= The People's Methodist Church =

Wesleyan-Holiness denomination

The People's Methodist Church was a Methodist denomination aligned with the Wesleyan-Holiness movement. Based in the Southern United States from 1938-1962, it was founded by revivalist Jim H. Green.

The denomination consisted of around 1,000 members in 25 churches in the U.S. states of North Carolina, Virginia, and Georgia at the time of its merger with the like-minded Evangelical Methodist Church in 1962.

==History==

James Henderson "Jim" Green (21 June, 1881 - 23 May, 1955) founded the People's Methodist Church. Born in a one-room cabin in Ashe County, North Carolina, Green became an educator and, following a high-profile religious conversion, a prominent and fiery Methodist Episcopal Church South minister and evangelist.

Denouncing the inroads of theological liberalism on one hand, and the allure of worldly prestige on the other, Green left the Methodist Episcopal Church South in 1926. He described this event as "the saddest hour of my ministerial career. It almost killed me." (Green would reunite with the mainline Methodist fold in 1954, about six months before his death of a stroke.)

During his time away from the Methodist Church, Green was an itinerant Evangelist in the Church of the Nazarene and founded the independent Lighthouse Mission in St. Louis, which he served from 1929-31.

In 1932 he established the People's Bible School on property that recently held the defunct Greensboro Bible and Literary Institute in Greensboro, North Carolina. The college, which started with four faculty (from the previous institute) and 18 students, later became known as John Wesley College (1956). This college distributed the People's Herald periodical, later titled The Crusader. The college remained non-denominational while promoting a distinctively Wesleyan-Holiness view on entire sanctification, with Methodist Evangelist and Holiness pamphleteer John R. Church as its first board chairman.

When Green's students required more preaching opportunities than what was available to young ministers in training, a "chain of tabernacles"—the People's Christian Movement—was organized. This connection consisted of members of churches friendly to Green's revivalism and new churches planted by Green and company. Founded in 1938, the movement was later re-branded the People's Methodist Church. It was described as the "institutional consummation of Green's nearly forty years of personal tent and tabernacle revivalism throughout North Carolina."

Green was superintendent of the People's Methodist Church until 1951. During this time, Green founded Camp Free in Connelly Springs, North Carolina, White City Camp near the white, sandy lake shore of Avon Park, Florida, in 1940 (now Avon Park Holiness Camp ), and Sunny South Camp in Greensboro in 1946 with the assistance of H. C. Morrison of Asbury College.

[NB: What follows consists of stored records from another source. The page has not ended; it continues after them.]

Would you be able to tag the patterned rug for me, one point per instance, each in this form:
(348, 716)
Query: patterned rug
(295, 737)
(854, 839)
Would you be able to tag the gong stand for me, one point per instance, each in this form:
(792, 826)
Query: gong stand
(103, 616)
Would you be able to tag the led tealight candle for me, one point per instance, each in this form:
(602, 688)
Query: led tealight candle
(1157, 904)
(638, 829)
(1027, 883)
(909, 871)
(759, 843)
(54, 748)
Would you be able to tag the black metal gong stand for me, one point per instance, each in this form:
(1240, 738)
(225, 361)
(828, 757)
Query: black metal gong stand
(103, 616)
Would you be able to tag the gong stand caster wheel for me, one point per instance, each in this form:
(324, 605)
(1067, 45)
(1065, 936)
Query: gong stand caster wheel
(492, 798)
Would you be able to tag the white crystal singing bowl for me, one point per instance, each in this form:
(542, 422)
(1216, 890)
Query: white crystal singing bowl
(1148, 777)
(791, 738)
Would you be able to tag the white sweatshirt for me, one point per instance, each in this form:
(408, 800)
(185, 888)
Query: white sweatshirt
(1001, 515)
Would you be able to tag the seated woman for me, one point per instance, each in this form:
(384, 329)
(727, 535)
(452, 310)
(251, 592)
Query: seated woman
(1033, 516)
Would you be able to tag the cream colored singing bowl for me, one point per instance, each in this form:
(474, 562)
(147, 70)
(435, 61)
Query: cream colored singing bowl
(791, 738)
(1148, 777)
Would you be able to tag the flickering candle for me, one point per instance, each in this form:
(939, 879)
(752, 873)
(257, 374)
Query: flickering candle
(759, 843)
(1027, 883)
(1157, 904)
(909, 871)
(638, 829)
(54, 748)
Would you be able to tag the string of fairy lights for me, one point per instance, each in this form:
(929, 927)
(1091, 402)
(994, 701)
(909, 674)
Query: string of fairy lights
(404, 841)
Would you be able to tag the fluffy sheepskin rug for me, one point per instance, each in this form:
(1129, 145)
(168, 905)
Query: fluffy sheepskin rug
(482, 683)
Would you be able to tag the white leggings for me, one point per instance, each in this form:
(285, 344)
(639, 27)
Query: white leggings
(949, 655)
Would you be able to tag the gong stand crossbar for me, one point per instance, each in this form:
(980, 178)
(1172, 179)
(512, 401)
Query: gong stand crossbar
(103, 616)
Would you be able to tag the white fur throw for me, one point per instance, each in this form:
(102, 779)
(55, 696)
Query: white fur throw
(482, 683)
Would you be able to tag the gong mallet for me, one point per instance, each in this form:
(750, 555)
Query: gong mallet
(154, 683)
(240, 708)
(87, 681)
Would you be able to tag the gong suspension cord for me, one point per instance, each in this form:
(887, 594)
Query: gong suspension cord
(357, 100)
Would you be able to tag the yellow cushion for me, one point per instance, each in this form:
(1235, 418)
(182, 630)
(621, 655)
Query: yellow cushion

The name "People's" reportedly troubled many of Green's followers during the "Red Scare" of the early 1950s. Conservative and anti-Socialist Green decried the love of wealth and regularly criticized prominent American religious institutions, as Communist sympathizers during this period were prone to do for vastly different reasons.

==Merger==
Green, in his biography published one year before his death and around the time of his reconciliation with the mainline Methodist Church, expressed some second thoughts about the formation of a separate denomination:

In the year 1938-39 our Bible School was facing the problem of having students who needed places to preach holiness but had no churches in which to expound their God-given convictions. To meet this need we set ourselves to the task of starting a few, plain, inexpensive tabernacles where we could feel free to preach. The school never intended to start a new church denomination and I never yet felt sure that it was the will of God for this to be started except as a plain movement where our boys could feel free to preach and hold revivals. I sometimes fear that it went beyond the will of God by getting so much machinery that it became a bit tangled up; but the Lord knows that we were sincerely seeking to please Him in forming this movement which we believe was a necessity in His work.

The "chain of tabernacles" would stay independent for only a short time following Green's departure, but the movement never returned to the mother church as Green did. Seven years after Green's death, the People's Methodists pursued union with the growing Evangelical Methodist Church (or "EMC"), headquartered in Wichita, Kansas, and itself a division from the mainline Methodist Church. The EMC had a similar origin with a prominent pastor and revivalist (J. H. Hamblen) at the helm who left the Methodist Church on matters of conscience and doctrine.

On July 3, 1962, the General Conference of the Evangelical Methodist Church voted to merge with the People's Methodist Church. The merger was finalized by the People's Methodist Church at a subsequent conference that same summer. Rev. J. Neal Anderson, General Superintendent of the People's Methodist Church at the time of the merger, was elected Superintendent of the newly created Virginia-North Carolina District of the EMC (as of 2016, all districts are now under the auspices of the EMC's singular USA District).

The People's Methodist merger with the EMC came two years after another denominational pairing on the opposite side of the continent. In 1960, the EMC and another Wesleyan-Holiness body associated with higher education, the Evangel Church (headed by Azusa Pacific College president C. P. Haggard), had come together to form a new California District. Both mergers gave the modest EMC a stronger coast-to-coast presence in the United States.